One area of the grocery store perimeter is often overlooked when it comes to food safety because it’s not seen — literally.
How many people, whether it’s consumers or employees, think to look up when they’re walking the aisles of the instore deli or bakery or fresh produce or meat section? That’s exactly what Phoenix-based OSA Specialized Cleaning does when it goes to work, and it can make a big difference when it comes to food safety.
OSA specializes in making sure that the ceilings of grocery stores are free of dirt and other materials that, if they found their way into the foods below, could create major food safety-related headaches.
“I think what separates us from other cleaners is our drive to clean areas other people may not want to,” said Brad Pierce, OSA’s owner. “This means doing whatever we can to reach high areas, such as using a taller lift or taking the time to clean areas that may not be visible from the floor.”
Just because the client or their customers can’t see an area of dirt and grime is not an excuse to avoid cleaning that area, he adds. Those unclean areas can still present a health risk.
And it’s not just retailers are realizing that.
“Currently we only work with retailers, but we’re considering working with their suppliers as well. We do extensive work with central kitchens since restaurant and kitchen cleaning is one of our specialties. If a business has a cafeteria or food onsite, then we are the perfect fit for high ceiling cleaning and dusting.”
For most of its retail grocery jobs, OSA uses a lift so it can clean sprinkler systems and remove dust that frequently accumulates on the open architecture ceilings commonly seen in most grocery stores, Pierce said.
In the perimeter, the instore bakery, meat department and areas where prepared foods are fried are among the places where dirt and grime can accumulate quickly on ceilings.
Not that it’s easy to see. “Out of sight, out of mind” is a trap that many retailers fall into, Pierce said.
“A grocery store owner might put off high ceiling cleaning and dusting because dirt on the ceiling is harder to see than dirt on the floor,” he said. “However, it’s only a matter of time until gravity catches up with you and a large dust bunny falls from the ceiling and onto your produce.”

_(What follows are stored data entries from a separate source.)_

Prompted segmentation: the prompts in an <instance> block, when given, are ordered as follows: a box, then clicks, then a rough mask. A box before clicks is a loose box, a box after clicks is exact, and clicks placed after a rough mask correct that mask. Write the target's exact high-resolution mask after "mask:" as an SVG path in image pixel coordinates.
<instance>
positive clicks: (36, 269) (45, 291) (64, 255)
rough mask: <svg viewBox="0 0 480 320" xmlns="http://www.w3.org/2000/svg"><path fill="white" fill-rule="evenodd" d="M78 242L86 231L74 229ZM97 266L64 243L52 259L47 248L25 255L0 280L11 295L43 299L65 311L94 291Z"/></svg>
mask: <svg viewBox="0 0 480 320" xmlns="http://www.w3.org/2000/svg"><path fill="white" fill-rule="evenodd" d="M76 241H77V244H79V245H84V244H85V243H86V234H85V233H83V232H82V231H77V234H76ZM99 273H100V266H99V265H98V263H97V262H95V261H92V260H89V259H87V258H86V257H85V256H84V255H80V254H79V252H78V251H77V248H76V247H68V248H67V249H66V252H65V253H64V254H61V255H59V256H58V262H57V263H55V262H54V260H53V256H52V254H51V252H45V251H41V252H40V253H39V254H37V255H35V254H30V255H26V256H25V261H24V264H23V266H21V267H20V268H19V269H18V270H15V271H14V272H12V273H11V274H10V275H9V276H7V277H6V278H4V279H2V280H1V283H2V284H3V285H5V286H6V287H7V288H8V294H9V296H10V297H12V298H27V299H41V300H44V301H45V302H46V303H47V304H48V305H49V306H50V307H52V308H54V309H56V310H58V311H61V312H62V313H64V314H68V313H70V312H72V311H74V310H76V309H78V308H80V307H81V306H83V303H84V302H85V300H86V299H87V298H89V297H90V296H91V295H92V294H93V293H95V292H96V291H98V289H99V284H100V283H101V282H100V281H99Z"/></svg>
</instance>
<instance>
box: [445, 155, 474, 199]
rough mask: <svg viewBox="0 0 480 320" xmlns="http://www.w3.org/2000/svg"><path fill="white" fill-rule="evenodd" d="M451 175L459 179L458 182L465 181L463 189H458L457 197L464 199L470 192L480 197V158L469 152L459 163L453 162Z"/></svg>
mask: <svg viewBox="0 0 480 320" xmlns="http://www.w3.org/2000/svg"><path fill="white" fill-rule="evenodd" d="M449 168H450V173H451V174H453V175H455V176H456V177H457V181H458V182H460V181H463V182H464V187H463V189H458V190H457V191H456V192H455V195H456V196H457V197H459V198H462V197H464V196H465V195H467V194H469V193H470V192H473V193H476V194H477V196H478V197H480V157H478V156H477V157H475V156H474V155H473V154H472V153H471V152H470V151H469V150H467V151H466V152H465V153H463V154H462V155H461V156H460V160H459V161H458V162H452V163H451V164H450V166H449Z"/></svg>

The cleanliness of your grocery store, Pierce added, speaks to the quality of your business. No customer is going to think a grocery store is worth going to if they think dirt and grime are going to fall from the ceiling and onto their food.
There’s no hard-and-fast rule dictating how often grocery stores should clean their ceilings, Pierce said. It depends on where you live.
OSA is based in Arizona, where dust storms are a frequent occurrence, which means grocery stores hire the company three or four times a year. Grocery stores in other states may only need to conduct high ceiling cleaning once a year.
Whatever the frequency, Pierce said ceiling cleaning is an essential part of the food safety process, and more and more retailers are getting onboard.
“Customers walk into a grocery store with the expectation that the place where they get their food is going to be clean and sterile,” he said.